Crimson crescents flared for a heartbeat, answering before he spoke aloud.
“He died shortly after his mate.”
The words landed like blows to my gut. For a breath I heard nothing but the rush of blood in my ears.
Darev had followed his Human everywhere as if she were already his before she was even close to her heat, and I had judged him for it.
Thought him foolish. I had tried to resist the draw I felt to Taryn, but Darev had given into it, yet it still hadn’t saved them.
Part of me wanted to snarl at the cruelty of it, but the sound would have caught on the lump in my throat.
If Zharrek hadn’t protected Taryn, I would have been in a pyre next to Darev.
“What happened?”
“The attackers trapped them in one of the back tunnels they used when returning from the surface. He tried to protect Sabine, but they know the omegas are our weakness. They targeted her, although he took two out before…”
He didn’t need to explain. A pair’s souls were tied together when they mated, and one rarely outlived the other. With a fresh bond it might have been possible, but an alpha would never want to outlive his korravai.
“These are more than trezakkars. These are rebels.”
Kael nodded.
There was always opposition to change, and there had been many arguments against allying with the Humans at all, much less taking them as mates, but joining our people had been the best option to assure cooperation on both sides.
They needed ships and protection, and we needed a connection to the Qy’shaeuhl and more omegas.
Both sides were getting what they needed.
But these rebels were murdering the pairs meant to keep the alliance stable.
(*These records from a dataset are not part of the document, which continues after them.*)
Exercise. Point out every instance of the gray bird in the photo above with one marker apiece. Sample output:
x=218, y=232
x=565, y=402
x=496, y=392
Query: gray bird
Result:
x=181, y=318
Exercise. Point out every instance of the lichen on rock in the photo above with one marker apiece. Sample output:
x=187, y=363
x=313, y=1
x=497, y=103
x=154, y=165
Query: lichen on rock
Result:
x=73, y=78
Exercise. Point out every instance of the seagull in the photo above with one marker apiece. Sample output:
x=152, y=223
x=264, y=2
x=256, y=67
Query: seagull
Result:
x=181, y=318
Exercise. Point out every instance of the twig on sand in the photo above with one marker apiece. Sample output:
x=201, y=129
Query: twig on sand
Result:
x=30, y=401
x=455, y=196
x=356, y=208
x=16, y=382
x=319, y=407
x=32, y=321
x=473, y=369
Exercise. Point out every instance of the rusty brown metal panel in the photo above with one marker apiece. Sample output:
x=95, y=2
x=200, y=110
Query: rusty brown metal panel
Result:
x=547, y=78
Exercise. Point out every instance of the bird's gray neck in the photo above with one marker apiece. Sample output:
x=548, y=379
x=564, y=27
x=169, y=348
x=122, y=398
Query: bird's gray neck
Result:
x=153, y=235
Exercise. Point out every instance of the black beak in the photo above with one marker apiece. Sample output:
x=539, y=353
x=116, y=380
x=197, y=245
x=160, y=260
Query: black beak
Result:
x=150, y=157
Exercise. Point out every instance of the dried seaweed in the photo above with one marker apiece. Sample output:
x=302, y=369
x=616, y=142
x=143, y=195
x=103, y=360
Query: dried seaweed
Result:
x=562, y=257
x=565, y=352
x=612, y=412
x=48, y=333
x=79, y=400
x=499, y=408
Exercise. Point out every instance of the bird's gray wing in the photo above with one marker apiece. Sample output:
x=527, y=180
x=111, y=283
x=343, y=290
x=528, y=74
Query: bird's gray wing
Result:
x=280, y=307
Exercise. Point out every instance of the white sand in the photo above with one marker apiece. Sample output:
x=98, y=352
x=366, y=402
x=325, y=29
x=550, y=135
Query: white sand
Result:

They had started with targeting the Humans before they were bonded, but they knew killing a claimed omega killed her mate. They had turned on the Morrak and were putting us all at risk.
“There should have been six ties by now to anchor the alliance and assure the Human council doesn’t turn on us. Instead, there are only three, with a Human death on our hands and another sent back damaged.”
I glanced toward the bedchamber before I could stop myself. It had been so close to being two Humans dead.
“There are protests,” he continued. “Some are demanding the alliance end now, before more warriors and omegas die. Others are saying the risk of retaliation means we should attack first.”
Of course they were. The Morrak did not respond to blood with patience and understanding.
We responded with claws and fury.
I dragged a hand over my face, exhaustion sinking into my bones.
“What did the council decide?”
Kael sighed, sounding as tired as I felt.
“For now, the alliance continues, but there will have to be changes. Only one new pair at a time. Easier to control who we select to bond a Human, but it means more frequent galas, or we’ll never have enough leverage to maintain peace. I’ll be informing the United Earth Council today.”
It was a safe choice. A rational one. Fewer targets, more control…
But it was also an admission that we had failed to protect what we had already begun. That our people weren’t behind us in our mission to assure the Morrak had a future.
“They think bonds make us weak and Humans will dilute the bloodlines.”
Kael scoffed.
“I want them to witness an omega breaking down when she can’t find her favorite blanket and have to maintain composure, and then say bonds make us weak.”
I huffed. He was right, but our people had viewed bonding as a risk for too long to change their minds after only three.
“They’re not going to stop.”
Kael sobered, straightening. His tail flicking behind him was the only sign of his temper.